Do you know what barcelona’s pollution means for your health?
11040702FM SOCIETAT POL.LUCIO I CONTAMINACIO A BARCELONA 07 04 2011 FOTO FRANCESC MELCION DIARI ARA

Do you know what barcelona’s pollution means for your health?

The statistics are crystal clear, leaving no room for any doubt. Vehicles that run on fossil fuels are the biggest source of pollution in our cities. What can we do as citizens though?

AMB (Área Metropolitana de Barcelona) is the Greater Barcelona public municipal body in charge of safeguarding the wellbeing of its citizens. It has embarked on an ambitious public communication campaign to make people who live there aware of the real scope of the problem. With this aim in mind, it has launched the www.canvidhabits.com website, which acts as a central source of information including articles, interviews with experts, measurement instruments and real studies conducted in the city of Barcelona. This makes it a fundamental tool in raising people’s awareness of the need to make certain changes in day-to-day travel.

We begin our review of the website by looking at the videos of interviews with experts and testimonials by electric vehicle users, found in the section entitled ‘Change’. One example is a conversation with researcher into environmental epidemiology, Jordi Sunyer. This offers very convincing data: “30% of all strokes, 20% of all heart attacks and 30% of lung cancer are caused by pollution from exhaust pipes.” Jordi Sunyer and his team are known internationally, particularly for their precise studies on how this pollution affects children. “Children’s brains do not all develop at the same speed, depending on the level of pollution in their school’s local environment,” Sunyer states with the categorical assurance and support of data from his study, one considered to be the world’s most prestigious analysis of the impact of pollution near schools.

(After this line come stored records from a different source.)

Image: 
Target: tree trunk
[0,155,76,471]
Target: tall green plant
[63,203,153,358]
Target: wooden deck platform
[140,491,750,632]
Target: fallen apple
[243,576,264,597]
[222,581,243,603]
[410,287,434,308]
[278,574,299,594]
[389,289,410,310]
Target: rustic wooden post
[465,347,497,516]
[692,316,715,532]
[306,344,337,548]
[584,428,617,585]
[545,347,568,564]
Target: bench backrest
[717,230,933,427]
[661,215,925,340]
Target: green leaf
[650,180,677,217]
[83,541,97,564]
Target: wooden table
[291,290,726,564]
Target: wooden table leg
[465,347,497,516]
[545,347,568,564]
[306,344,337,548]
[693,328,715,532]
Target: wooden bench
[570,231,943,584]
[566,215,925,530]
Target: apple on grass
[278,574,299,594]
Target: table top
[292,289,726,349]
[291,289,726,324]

Xavier Querol is another researcher from the Spanish National Research Council (the CSIC according to its acronym in Spanish). He states: “Pollution in the form of particles in suspension reduces an average person’s life by nine months.” For his part, Barcelona taxi driver Francisco Guerrero claims that he has reduced expenditure on fuel by 300 euros a month thanks to his fully electric car and he urges everyone to make the change.

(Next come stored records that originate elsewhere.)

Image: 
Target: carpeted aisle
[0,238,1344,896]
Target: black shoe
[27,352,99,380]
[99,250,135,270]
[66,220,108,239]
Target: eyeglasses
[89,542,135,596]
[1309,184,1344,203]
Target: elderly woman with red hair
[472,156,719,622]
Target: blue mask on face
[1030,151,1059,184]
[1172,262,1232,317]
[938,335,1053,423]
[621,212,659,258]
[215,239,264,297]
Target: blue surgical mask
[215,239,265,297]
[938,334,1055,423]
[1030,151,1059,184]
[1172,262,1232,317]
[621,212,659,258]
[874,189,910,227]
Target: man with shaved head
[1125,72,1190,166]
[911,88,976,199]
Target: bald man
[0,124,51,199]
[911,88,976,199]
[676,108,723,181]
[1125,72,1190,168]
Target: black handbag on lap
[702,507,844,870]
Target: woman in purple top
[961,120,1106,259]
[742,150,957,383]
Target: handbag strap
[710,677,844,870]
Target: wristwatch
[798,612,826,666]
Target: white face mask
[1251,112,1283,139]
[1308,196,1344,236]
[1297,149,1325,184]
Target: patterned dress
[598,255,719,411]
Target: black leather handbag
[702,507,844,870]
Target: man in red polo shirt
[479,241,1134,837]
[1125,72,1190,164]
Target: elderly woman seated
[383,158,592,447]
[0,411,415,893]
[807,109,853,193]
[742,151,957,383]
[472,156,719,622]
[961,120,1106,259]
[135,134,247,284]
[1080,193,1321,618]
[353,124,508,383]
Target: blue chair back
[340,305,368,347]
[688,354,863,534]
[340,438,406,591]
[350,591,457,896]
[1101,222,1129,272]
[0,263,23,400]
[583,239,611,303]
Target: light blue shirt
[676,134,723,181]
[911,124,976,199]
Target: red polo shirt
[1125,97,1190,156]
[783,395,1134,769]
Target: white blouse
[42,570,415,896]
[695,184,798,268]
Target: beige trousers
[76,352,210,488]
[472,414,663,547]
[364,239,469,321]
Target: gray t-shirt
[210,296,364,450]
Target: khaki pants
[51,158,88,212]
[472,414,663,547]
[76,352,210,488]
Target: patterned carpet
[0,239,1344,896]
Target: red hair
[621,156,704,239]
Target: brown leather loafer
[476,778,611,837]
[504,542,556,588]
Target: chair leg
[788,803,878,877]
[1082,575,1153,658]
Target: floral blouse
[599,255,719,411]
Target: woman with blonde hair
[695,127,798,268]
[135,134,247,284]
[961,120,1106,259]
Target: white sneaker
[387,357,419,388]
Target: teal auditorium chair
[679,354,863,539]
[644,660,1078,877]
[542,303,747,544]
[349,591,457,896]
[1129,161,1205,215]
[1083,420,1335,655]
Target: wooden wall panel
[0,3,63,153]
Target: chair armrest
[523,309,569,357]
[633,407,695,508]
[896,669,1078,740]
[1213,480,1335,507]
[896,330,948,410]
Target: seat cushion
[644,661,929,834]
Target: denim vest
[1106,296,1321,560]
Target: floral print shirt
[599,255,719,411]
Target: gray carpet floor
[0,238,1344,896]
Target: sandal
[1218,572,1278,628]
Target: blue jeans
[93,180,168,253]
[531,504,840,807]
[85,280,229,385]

We would like to conclude our review of these videos with one which features one of the foremost ambassadors of electric vehicles in Catalonia, the famous Catalan weather man Francesc Mauri: “I test drove an electric car for a few days and fell in love with them. To put it another way, I saw the light.”

Another feature of the website that we would like to highlight is its pollution calculator. You can enter any journey and type of vehicle to be used in it and the calculator will show you how much pollution you will produce. It also comes up with an alternative route between both points that involves less pollution. It is a very quick, practical way of cutting down emissions slightly on day-to-day journeys.

We would like to end with a few figures to take into consideration: 34% of all everyday journeys that are made in Barcelona are for work purposes and of these, 49% are made by car, while only 5 trams or 8 buses are needed to carry 1,000 people from one place to another. These figures make you wonder to what extent the means of transport that we use are the only possibility, or could we seek eco-friendlier forms of mobility?

One day we will very probably look back on the present and wonder why we put up with all the pollution that traffic causes. It is up to us, though, to make sure that this change in our habits is a swift one, making the move in the very near future. Indeed, it is as important as the air we breathe.